If you’re one of the many people who’ve tuned into FX’s surprise TV hit The Bear, you may be wondering why you keep coming back. The show, which follows an NYC prestige culinary kitchen dropout who returns to run the family Chicago beef joint, drops viewers in the middle of a rough and tumble Windy City back of house joint and doesn’t let up. With frenetic editing, motormouth dialogue and Carmy’s (Jeremy Allen White) sky high standards, the show has viewers digging their nails into their knees almost instantly.

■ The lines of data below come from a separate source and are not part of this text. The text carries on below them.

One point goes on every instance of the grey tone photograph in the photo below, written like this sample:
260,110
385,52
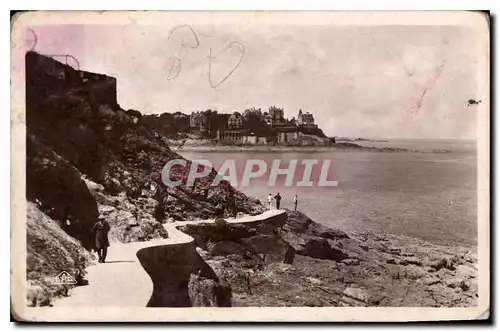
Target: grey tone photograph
251,162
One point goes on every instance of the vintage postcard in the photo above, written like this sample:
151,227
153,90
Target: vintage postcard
250,166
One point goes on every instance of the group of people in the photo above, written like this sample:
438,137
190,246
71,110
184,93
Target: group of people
275,201
101,228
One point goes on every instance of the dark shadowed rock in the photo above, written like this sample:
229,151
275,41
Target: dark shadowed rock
59,190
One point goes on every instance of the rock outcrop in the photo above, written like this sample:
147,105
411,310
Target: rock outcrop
50,251
86,155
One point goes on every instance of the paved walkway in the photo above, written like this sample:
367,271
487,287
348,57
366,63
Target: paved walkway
122,281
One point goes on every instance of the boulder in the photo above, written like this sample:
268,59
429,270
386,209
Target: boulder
357,294
58,187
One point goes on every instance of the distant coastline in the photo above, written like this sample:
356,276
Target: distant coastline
341,146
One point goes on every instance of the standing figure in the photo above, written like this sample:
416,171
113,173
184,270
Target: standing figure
278,200
100,230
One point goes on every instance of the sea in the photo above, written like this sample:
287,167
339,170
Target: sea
427,193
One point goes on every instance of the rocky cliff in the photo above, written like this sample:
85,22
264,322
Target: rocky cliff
86,155
298,262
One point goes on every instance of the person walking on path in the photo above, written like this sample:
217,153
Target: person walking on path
100,230
278,200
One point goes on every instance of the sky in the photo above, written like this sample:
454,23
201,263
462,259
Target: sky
358,81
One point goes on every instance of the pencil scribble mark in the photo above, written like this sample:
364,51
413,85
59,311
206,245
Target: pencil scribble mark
415,109
225,49
173,66
188,28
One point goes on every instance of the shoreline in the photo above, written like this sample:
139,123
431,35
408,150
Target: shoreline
344,147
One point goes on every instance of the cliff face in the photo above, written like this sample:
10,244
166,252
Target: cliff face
303,263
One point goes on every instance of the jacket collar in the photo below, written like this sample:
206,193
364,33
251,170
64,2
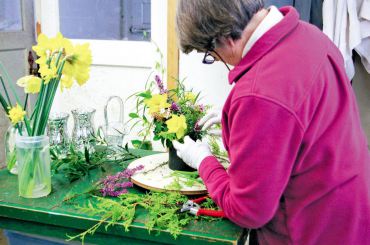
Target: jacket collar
263,45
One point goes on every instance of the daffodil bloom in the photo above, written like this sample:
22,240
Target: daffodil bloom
156,103
177,125
189,96
66,82
43,46
48,73
31,84
16,114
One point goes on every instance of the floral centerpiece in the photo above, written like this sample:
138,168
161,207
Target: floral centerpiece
61,63
168,114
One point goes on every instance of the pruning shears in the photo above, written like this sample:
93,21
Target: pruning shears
193,207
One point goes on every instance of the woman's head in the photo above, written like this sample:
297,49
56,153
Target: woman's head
201,24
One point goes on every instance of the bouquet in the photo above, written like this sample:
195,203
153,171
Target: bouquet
167,114
60,64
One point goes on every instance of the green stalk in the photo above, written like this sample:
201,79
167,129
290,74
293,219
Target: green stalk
36,111
7,78
51,98
4,104
25,103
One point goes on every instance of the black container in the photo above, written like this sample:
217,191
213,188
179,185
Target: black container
176,163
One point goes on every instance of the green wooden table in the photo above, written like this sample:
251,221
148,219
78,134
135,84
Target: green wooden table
50,217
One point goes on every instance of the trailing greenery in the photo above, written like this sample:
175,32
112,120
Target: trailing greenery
76,164
163,212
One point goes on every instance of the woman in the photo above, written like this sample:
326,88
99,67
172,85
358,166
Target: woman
300,166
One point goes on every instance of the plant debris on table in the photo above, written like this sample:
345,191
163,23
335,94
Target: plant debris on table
162,212
77,164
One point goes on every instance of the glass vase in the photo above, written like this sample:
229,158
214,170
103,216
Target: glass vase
58,133
33,156
10,152
83,129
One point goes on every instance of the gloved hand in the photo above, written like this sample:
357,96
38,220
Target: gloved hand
211,118
191,152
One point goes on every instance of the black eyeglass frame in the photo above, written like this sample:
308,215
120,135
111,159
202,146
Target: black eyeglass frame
208,61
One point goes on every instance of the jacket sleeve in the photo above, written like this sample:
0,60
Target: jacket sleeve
263,146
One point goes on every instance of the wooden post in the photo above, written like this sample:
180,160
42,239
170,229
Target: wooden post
172,50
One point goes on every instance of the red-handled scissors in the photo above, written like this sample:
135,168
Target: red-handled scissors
193,207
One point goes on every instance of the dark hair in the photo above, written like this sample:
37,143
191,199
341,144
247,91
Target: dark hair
201,22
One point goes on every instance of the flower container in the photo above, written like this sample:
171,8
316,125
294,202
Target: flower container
176,163
33,156
10,152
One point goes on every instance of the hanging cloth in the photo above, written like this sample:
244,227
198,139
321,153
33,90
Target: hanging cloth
347,24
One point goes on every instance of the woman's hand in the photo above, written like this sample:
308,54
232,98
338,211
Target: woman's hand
191,152
213,117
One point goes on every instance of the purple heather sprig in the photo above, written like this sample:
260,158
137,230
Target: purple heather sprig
160,85
117,184
175,107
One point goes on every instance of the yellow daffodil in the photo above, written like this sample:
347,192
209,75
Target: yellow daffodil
189,96
31,84
43,46
16,114
177,125
48,73
156,103
66,82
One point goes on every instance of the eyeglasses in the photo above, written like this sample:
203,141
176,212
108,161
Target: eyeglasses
210,59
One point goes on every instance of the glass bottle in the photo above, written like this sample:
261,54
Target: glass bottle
83,129
10,150
58,133
34,175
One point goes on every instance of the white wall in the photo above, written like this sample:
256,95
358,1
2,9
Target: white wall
210,80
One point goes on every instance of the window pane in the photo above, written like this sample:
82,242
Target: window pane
105,20
10,15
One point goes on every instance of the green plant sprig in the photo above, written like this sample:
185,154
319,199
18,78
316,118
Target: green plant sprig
162,212
77,164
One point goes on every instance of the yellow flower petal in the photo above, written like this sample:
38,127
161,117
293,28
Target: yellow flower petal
156,103
16,114
177,125
31,84
66,82
48,73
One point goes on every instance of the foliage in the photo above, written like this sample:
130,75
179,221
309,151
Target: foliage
60,63
162,212
77,164
167,114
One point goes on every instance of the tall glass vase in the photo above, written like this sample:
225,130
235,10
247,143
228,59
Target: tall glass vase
33,156
10,152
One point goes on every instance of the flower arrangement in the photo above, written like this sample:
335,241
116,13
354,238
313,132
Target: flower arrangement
167,114
61,63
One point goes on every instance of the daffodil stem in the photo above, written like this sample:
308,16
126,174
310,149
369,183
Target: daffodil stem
51,95
7,78
4,104
26,121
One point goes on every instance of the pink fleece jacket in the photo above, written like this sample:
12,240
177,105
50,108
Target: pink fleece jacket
300,165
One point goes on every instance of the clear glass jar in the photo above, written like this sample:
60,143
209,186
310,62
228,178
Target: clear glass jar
10,151
83,130
58,133
34,175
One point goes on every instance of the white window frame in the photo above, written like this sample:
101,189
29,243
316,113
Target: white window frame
113,52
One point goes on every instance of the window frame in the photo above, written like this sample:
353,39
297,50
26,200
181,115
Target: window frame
114,52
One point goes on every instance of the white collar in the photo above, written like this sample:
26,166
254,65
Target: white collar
272,18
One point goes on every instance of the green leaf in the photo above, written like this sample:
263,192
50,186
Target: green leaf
133,115
146,95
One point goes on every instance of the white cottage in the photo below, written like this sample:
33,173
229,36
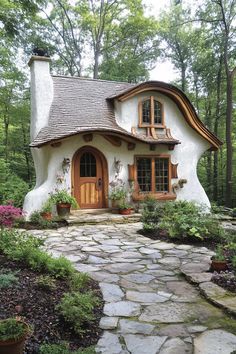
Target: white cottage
88,134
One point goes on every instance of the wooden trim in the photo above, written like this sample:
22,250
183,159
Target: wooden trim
151,125
184,105
104,171
56,144
88,137
159,195
131,146
113,140
131,172
174,173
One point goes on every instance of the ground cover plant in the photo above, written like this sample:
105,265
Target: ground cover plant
185,222
37,288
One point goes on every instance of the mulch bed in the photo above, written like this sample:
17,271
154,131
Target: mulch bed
37,307
226,280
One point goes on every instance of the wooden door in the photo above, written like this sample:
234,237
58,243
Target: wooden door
88,179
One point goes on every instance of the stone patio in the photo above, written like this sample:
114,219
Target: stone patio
149,306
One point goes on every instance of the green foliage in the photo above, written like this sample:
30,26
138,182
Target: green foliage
118,193
219,253
124,206
63,349
46,282
12,329
38,220
182,220
7,278
12,187
78,281
62,196
60,267
234,263
78,309
24,247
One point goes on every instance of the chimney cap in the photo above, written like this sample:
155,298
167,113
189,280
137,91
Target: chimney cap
38,58
41,52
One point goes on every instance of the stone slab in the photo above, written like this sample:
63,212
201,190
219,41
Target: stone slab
134,327
122,308
137,344
215,341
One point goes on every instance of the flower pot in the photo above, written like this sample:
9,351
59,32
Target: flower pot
125,211
14,346
63,209
218,266
116,202
46,215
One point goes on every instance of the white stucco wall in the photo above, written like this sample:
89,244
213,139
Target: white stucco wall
186,154
48,160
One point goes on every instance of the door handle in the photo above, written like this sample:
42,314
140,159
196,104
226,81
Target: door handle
99,184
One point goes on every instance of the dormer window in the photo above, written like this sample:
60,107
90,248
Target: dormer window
151,113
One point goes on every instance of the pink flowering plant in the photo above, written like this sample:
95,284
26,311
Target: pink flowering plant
8,214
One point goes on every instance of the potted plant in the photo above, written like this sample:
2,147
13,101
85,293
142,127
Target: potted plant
46,211
13,333
64,201
117,196
218,261
125,208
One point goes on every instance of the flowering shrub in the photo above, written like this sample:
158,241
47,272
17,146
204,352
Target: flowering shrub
8,214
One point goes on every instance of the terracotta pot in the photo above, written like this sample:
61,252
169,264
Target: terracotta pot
63,209
218,266
14,346
125,211
46,215
115,203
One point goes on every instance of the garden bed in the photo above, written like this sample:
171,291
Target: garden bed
37,307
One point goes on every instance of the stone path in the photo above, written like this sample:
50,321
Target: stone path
149,306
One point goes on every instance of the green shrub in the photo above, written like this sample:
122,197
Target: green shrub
46,282
37,219
78,309
60,267
63,349
11,329
13,243
7,278
182,220
78,281
234,263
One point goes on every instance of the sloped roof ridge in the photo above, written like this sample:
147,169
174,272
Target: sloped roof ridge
91,79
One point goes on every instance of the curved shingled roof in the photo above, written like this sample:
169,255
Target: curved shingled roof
84,105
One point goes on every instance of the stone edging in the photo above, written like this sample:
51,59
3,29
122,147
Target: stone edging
211,291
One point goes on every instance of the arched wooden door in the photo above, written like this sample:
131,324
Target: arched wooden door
89,178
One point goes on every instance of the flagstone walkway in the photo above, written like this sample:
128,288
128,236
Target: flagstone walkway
149,306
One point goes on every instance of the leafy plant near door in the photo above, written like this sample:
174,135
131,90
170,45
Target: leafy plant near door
64,201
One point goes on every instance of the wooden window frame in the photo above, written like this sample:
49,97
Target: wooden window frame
137,195
152,124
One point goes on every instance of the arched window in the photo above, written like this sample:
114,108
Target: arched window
151,113
88,165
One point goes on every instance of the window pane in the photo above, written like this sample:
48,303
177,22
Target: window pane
87,165
144,174
146,107
161,175
157,112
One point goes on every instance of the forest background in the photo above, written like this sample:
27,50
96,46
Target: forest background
118,40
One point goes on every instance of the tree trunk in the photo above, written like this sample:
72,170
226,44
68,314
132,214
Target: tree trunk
229,147
216,124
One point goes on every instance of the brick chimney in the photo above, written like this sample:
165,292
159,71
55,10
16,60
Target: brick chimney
41,93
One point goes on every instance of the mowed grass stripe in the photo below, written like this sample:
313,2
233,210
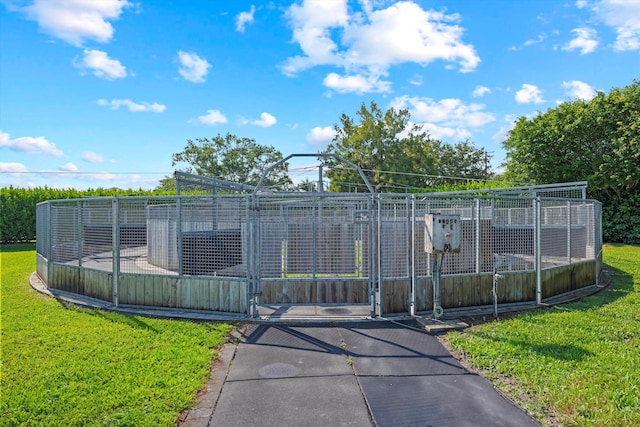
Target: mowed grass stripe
582,359
68,366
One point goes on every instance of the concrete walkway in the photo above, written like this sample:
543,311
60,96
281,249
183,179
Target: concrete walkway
374,373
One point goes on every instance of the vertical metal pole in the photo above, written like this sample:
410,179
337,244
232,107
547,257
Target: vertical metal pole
412,256
115,243
50,242
538,250
79,231
179,242
437,275
379,257
569,231
373,283
478,234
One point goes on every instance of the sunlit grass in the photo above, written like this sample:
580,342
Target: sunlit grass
580,359
69,366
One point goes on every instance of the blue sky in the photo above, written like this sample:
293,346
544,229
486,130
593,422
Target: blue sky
103,92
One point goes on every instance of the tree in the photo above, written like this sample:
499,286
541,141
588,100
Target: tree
597,141
390,151
231,158
398,156
465,160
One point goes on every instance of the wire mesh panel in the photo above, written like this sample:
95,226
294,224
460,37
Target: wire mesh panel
212,236
310,247
43,228
64,233
514,234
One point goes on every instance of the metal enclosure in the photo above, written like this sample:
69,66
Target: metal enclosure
238,253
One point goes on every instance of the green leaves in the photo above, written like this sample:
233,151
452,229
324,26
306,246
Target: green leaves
397,156
596,141
234,159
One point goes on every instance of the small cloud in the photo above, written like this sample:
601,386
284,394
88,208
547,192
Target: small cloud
101,65
266,120
212,117
68,167
356,83
91,157
622,16
416,80
586,41
115,104
76,21
29,144
244,18
529,94
581,4
12,167
320,136
192,67
480,91
580,90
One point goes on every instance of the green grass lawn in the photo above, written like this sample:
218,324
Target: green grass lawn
67,366
581,360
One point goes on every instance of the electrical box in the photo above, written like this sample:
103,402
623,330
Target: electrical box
442,233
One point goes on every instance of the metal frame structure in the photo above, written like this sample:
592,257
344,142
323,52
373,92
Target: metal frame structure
242,248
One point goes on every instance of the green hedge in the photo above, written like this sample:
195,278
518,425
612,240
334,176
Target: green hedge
620,216
621,219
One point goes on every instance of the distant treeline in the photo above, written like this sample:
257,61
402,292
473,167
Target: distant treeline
620,218
18,207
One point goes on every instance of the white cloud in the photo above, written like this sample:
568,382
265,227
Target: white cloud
529,94
68,167
356,83
244,18
91,157
480,91
586,41
448,118
12,167
580,90
266,120
416,80
115,104
502,134
192,67
539,39
320,136
445,132
78,20
212,117
101,65
366,44
29,144
623,17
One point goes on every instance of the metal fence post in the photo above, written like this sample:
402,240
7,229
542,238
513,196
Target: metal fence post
538,249
478,234
115,243
412,256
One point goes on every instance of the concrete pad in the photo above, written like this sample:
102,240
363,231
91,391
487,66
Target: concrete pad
310,402
448,400
280,351
392,348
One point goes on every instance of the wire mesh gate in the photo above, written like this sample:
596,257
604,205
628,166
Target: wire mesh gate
236,253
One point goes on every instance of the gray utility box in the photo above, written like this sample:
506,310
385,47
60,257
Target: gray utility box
442,233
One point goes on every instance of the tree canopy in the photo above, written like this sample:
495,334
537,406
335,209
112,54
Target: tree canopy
396,155
597,141
232,158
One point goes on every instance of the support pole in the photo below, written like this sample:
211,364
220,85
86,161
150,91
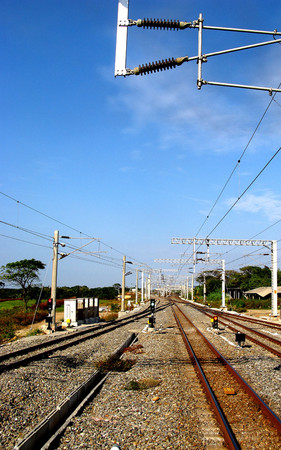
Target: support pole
123,285
204,289
54,277
223,283
137,285
142,283
200,58
274,298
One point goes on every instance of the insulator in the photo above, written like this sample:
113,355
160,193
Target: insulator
159,65
156,66
162,24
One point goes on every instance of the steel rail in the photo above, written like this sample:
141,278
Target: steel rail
274,419
250,338
225,427
234,316
49,429
67,341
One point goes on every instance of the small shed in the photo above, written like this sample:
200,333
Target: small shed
261,292
80,310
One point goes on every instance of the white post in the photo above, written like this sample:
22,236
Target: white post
146,289
123,285
54,277
204,289
149,286
223,282
137,285
142,286
274,297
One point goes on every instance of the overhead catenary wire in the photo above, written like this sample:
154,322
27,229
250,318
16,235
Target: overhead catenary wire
244,192
238,161
68,226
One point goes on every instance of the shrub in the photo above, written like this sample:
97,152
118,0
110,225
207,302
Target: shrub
144,383
7,330
114,364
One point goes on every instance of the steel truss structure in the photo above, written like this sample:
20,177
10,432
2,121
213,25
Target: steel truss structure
123,22
272,245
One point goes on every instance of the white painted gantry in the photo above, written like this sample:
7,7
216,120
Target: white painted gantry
271,245
123,22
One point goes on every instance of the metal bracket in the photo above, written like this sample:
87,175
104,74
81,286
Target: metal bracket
123,22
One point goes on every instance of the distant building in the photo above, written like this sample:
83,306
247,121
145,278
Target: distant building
262,292
234,293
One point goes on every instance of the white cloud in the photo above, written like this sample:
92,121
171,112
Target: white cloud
267,203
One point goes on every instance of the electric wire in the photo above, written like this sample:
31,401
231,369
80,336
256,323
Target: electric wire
27,242
244,192
68,226
26,230
238,162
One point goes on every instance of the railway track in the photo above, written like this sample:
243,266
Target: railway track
244,417
228,319
43,350
178,417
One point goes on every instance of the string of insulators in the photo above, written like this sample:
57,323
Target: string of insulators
163,24
159,65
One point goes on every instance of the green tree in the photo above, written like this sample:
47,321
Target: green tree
22,273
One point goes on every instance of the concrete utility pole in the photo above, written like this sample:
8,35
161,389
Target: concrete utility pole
223,283
272,245
149,286
123,285
142,287
137,285
204,289
54,277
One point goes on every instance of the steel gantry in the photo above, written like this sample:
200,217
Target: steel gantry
123,22
271,245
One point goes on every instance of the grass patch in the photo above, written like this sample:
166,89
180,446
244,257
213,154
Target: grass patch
114,364
137,348
144,383
34,332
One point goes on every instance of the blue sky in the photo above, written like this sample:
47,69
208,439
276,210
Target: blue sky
133,161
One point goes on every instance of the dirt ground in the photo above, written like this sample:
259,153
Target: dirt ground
258,313
262,314
24,331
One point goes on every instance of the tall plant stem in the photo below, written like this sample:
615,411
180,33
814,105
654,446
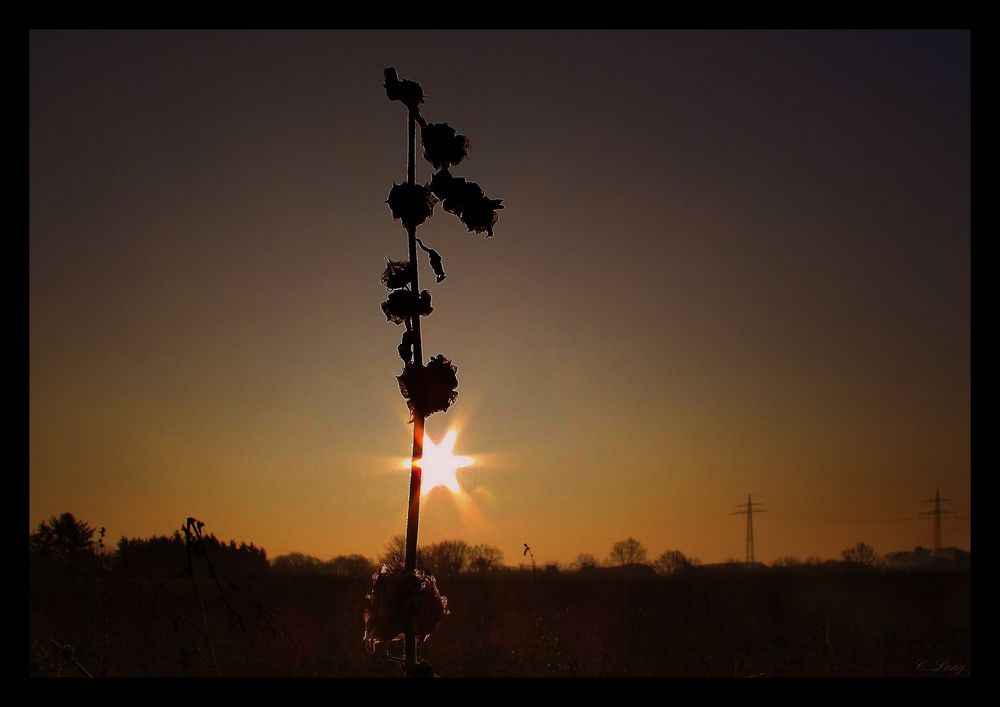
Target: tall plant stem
413,514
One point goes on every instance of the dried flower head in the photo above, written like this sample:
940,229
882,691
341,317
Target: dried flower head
404,304
481,215
411,203
431,388
402,601
466,200
397,274
408,92
442,146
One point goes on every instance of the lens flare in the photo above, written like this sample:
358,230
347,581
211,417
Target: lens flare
440,464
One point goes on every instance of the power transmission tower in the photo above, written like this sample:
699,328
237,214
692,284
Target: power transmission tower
937,513
748,512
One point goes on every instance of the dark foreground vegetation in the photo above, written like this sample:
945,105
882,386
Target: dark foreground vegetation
189,604
805,621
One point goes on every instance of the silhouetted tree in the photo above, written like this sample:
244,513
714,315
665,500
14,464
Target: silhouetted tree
446,558
862,555
165,556
351,566
394,551
297,564
64,543
672,562
628,552
484,558
584,562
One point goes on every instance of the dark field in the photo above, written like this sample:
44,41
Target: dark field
765,623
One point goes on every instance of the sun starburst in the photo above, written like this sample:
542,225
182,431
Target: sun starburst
440,464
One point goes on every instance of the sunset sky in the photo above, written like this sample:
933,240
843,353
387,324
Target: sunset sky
729,263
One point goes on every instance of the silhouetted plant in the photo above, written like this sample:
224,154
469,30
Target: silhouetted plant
437,265
628,552
408,92
412,204
431,388
404,600
403,305
442,146
467,200
398,273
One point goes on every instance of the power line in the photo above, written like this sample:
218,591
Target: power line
937,513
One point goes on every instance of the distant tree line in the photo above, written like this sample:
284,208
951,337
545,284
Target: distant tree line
64,545
448,557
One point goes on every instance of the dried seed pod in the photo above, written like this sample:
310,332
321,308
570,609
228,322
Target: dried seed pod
431,388
405,347
481,215
404,304
442,146
402,601
408,92
397,274
437,265
411,203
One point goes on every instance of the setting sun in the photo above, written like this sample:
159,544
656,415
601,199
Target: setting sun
440,464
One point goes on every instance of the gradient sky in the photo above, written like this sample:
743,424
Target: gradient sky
730,263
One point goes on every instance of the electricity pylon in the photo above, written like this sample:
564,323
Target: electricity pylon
748,512
937,513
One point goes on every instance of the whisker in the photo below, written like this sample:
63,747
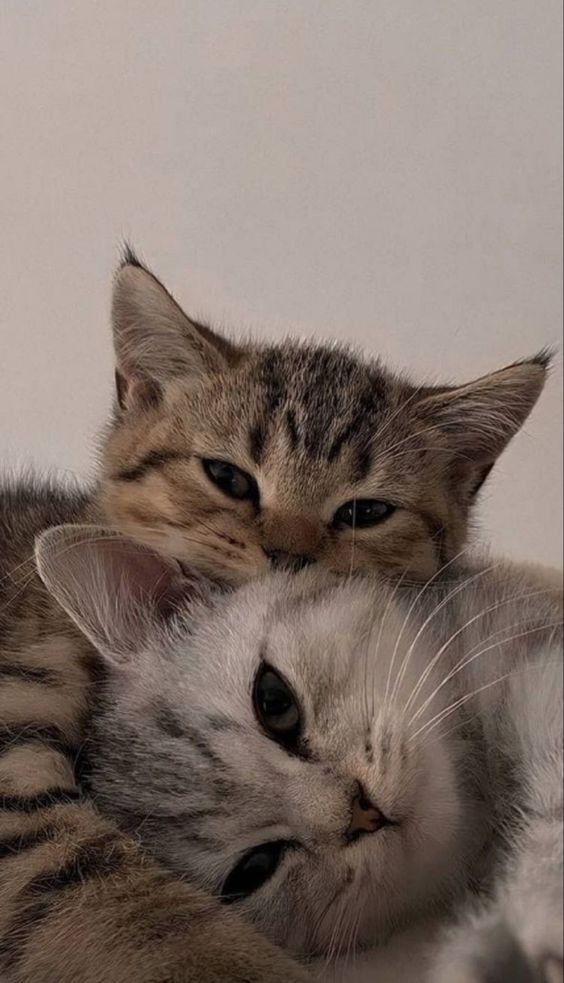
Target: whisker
447,711
494,607
454,672
410,610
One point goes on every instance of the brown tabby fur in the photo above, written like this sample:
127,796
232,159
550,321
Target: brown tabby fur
315,426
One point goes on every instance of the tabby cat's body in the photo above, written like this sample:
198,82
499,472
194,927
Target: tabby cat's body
231,459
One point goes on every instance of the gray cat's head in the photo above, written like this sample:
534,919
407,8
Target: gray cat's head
259,742
241,457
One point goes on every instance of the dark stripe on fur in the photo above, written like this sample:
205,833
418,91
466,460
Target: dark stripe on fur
43,800
31,674
18,931
293,430
257,440
12,735
96,859
100,857
150,461
28,841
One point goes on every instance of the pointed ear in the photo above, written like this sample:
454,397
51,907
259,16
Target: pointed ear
154,340
479,419
114,589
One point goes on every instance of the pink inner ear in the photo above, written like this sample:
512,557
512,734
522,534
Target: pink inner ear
135,391
149,579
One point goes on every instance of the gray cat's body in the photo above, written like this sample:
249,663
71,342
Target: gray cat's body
420,764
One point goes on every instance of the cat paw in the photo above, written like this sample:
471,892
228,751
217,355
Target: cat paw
489,952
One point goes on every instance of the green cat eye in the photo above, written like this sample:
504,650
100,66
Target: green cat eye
276,707
361,513
232,481
253,870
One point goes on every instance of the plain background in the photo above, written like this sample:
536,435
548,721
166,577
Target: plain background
387,172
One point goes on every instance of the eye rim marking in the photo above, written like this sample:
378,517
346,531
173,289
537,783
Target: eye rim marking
280,846
292,742
253,494
341,524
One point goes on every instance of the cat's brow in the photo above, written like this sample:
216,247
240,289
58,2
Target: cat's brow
153,459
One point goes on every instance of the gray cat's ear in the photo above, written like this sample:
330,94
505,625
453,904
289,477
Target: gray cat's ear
154,340
114,589
477,421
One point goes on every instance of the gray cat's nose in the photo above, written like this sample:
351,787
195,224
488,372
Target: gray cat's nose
365,817
292,562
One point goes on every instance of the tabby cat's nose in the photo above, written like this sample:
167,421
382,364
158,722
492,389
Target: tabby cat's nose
365,817
293,562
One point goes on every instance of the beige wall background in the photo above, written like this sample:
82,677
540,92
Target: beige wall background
383,172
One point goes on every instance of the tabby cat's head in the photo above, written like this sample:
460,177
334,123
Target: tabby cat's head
239,457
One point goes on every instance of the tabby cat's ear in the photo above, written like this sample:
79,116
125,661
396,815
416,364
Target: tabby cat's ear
477,421
154,340
114,589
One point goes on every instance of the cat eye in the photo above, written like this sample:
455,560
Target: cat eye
276,707
361,513
231,480
254,869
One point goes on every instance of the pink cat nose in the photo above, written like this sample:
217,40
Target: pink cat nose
365,817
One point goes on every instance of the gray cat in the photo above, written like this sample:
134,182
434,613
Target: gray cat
336,759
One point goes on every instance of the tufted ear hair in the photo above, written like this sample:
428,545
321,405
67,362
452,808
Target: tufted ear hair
114,589
154,340
478,420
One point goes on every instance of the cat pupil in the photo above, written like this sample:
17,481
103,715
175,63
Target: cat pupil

Carmy lost his brother to suicide, and is determined to honor the memory by transforming his restaurant into something special. But the staff have their own way of doing things, and this immediately sets up an ongoing explosion of conflict that sets every minor disagreement on a breakneck pace for catastrophe. Ambitious, talented new hire Sydney (Ayo Edebiri) is peddling fast, but it’s one thing to keep up with a demanding new boss. It’s a whole lot more to keep up with a roller coaster work atmosphere that expects you to keep performing with excellence even as you run headlong into one obstacle after another.
Much of this rests on the cast’s performances, and they all prove equal to the challenge. White, who you may have seen on Shameless, provides an interesting twist on the dark antihero so popular on TV over the last decade. The Bear wisely resists the temptation to make him an irresistibly appealing genius with a dark side. Carmy is more withdrawn than winsome, largely keeping his stress bottled up inside even as everyone else’s fuse is reaching the powder. It’s as much Edebiri’s show as it is his, and she is the picture of ambition; always almost out of her depth.
If you’ve worked in a kitchen before, this might all strike you as a little too familiar. In fact, The Bear is liable to trigger some unpleasant memories for people of pretty much any background. Carmy’s personal demons go beyond grieving his brother (played in flashbacks by the always welcome Jon Bernthal) — he recognizes the same propensity for addiction in himself, a propensity he keeps at bay with regular AA meetings at the local AME Church. He also is wrestling with the trauma of the New York restaurant he left, where his old boss (Joel McHale) subjected him to a daily torrent of verbal abuse. And then there’s the money problems, including $30,000 of debt Carmy inherited from his late brother.
It is a lot to take in, but The Bear is smart enough to let up just after viewers may have reached their breaking point, mercifully inserting moments of warmth, grace and triumph. Kind-hearted baker Marcus (Lionel Boyce) is inspired by the new standards to push himself creatively, while Sydney finds the inner strength to assert herself. Even the foul-mouthed, defiantly obnoxious Richie (Ebon Moss-Bachrach) is unmasked as a big-hearted family man.
And family really is the name of the game in The Bear. The show understands the bonds that stress can manufacture; the intoxicating nature of unhealthy work environments among beleaguered employees who can’t turn to anyone but each other. The “family meal” they all share before opening the doors every day provides some of the series’ most gracious moments. It’s these bits of reprieve, like the lulls in a rollercoaster ride, that keep you coming back.
One thing workplace comedies and dramas usually understand is how jobs bring people together who wouldn’t otherwise be friends. It’s hard to imagine Jim and Dwight ever interacting if they hadn’t met at Dunder-Mifflin. It’s unlikely that Janine would ever interact with Ava if not for Abbott Elementary. But it’s not just proximity that brings these people together. It’s either the shared sense of purpose (in Abbott Elementary) or, as often as not, a common enemy (in The Office) that draws these strange characters to opening up with each other, sharing their lives and sometimes even falling in love. (Another show that explored this idea from a very different angle this year: Apple TV Plus’ Severance).
In The Bear, the staff truly does want to create a special dining experience for their guests. They disagree — violently, sometimes – about the right way to do it. But they can never fully hate each other because, for better or worse, they’ve been drawn together by the work. They feel a sense of loyalty to each other. The Bear knows that this isn’t always healthy — how many of us have stayed in a bad job out of some misbegotten sense of loyalty? — but it does happen.
It was hard for this viewer to not think of churches. How many pastors have been in Carmy’s shoes — excited to start a new kind of church only to be instantly frustrated by expectations, tradition and the simple realities of budgets? They start hedging their dreams and compromising where they can. They may end up with a very different church than they’d hoped for. But if it ends up uniting the people within it, who’s to say it didn’t become the church it was supposed to be?
This isn’t to make excuses for toxicity, which this show does not do. But it does peel back the layers on the stress of our jobs, and mine the endless complexity underneath for some insights there. We may dream of beautiful jobs where we spend our days with our best friends building things we’re proud of, but the reality is rarely so simple. What we have instead are jobs — difficult, demanding jobs — and the beautiful, complicated people we do those jobs alongside. People who love and hurt and stumble and laugh just as much as we do. And any job that brings you a little closer to these people can’t be all bad.
Even if it is, sometimes, very stressful.